A House of Commons Library Briefing Paper on mobile coverage in the UK. It provides mobile coverage statistics and information about recent reforms and proposals aimed at improving mobile coverage in rural areas.Jump to full report >>
Mobile services are now at the heart of how most people stay in touch and go online. Ofcom reported that in 2018, 78% of adults use a smartphone and that smartphones are now the most popular internet-connected device. The National Infrastructure Commission stated in 2016 that mobile connectivity had become a “necessity”.
According to Ofcom’s Connected Nations 2018 report, 65% of the UK landmass has 4G data coverage from all four mobile network operators (MNOs) – EE, Vodafone, Three and O2 – but 9.3% of the UK had no 4G data coverage from any operator. In terms of coverage at individual premises, 77% of premises had indoor 4G coverage from all four MNOs and 92% of premises had indoor voice call coverage from all four operators. Coverage varies in different parts of the country and Section 1 of this paper provides further details and maps showing mobile coverage variation across the UK.

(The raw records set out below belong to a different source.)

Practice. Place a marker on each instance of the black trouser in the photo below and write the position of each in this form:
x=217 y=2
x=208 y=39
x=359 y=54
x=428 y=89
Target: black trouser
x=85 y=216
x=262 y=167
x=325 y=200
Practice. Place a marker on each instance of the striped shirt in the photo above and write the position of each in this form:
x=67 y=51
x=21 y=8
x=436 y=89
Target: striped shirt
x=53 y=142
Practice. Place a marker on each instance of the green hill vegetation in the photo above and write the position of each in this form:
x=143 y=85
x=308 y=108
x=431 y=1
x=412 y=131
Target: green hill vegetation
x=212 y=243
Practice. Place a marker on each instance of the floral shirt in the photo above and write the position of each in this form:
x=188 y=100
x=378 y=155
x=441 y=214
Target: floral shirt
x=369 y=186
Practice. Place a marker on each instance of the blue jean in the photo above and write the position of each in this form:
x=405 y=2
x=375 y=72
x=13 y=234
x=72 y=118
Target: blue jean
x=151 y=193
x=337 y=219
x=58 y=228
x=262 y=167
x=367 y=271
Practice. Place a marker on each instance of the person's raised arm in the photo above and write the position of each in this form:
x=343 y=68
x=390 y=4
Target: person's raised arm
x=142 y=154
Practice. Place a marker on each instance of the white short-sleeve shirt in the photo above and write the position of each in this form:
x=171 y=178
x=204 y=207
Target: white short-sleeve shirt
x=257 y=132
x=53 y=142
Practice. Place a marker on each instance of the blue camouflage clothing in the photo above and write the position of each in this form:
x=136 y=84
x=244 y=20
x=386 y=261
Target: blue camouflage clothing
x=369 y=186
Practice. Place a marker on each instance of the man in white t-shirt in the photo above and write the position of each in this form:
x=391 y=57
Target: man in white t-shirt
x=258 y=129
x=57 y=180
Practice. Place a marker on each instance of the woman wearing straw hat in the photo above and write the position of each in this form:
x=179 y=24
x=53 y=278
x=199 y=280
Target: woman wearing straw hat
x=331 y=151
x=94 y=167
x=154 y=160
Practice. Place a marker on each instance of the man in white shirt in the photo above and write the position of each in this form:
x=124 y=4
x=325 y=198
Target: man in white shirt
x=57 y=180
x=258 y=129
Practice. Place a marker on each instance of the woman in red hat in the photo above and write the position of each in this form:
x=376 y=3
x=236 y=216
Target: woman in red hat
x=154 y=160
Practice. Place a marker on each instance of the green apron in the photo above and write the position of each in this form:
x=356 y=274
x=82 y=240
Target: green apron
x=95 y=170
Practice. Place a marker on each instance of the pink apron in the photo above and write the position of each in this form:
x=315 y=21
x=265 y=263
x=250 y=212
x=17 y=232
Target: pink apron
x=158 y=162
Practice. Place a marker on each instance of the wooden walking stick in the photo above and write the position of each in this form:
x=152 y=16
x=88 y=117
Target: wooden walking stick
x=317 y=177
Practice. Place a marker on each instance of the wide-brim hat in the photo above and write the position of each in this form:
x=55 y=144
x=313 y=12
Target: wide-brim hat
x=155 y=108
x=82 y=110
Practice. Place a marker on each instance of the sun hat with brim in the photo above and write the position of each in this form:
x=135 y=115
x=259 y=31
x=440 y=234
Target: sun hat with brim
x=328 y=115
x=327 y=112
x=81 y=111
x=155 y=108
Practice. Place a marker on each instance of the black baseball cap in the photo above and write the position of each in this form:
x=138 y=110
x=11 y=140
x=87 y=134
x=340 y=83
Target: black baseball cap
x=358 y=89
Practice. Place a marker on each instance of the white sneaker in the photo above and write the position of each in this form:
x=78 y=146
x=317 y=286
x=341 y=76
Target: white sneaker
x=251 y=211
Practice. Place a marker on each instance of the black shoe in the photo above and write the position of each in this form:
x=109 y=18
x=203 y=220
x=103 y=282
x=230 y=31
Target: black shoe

The Government has committed to extend geographic mobile coverage to 95% of the UK by the end of 2022. Since 2016, UK Government policy for improving mobile coverage has focused on coverage obligations for operators and reforms to make it easier to build mobile infrastructure.
Coverage obligations are legal requirements on mobile operators to provide a minimum level of mobile coverage across a geographic area or certain number of premises.
Coverage obligations have previously been used as a means of improving coverage and Ofcom is consulting on proposals for new coverage obligations to be imposed on some licences for new airwaves which are expected to be released by 2020, called the 700 megahertz (MHz) band. The release of the 700 MHz spectrum for mobile is a key part of Ofcom and the Government’s proposals to improve rural mobile coverage and meet increasing demands for mobile data. Ofcom’s proposals for the 700 MHz band include an obligation to provide good quality mobile service, including data, outdoors to at least 90% of the UK landmass, with minimum amounts for each nation.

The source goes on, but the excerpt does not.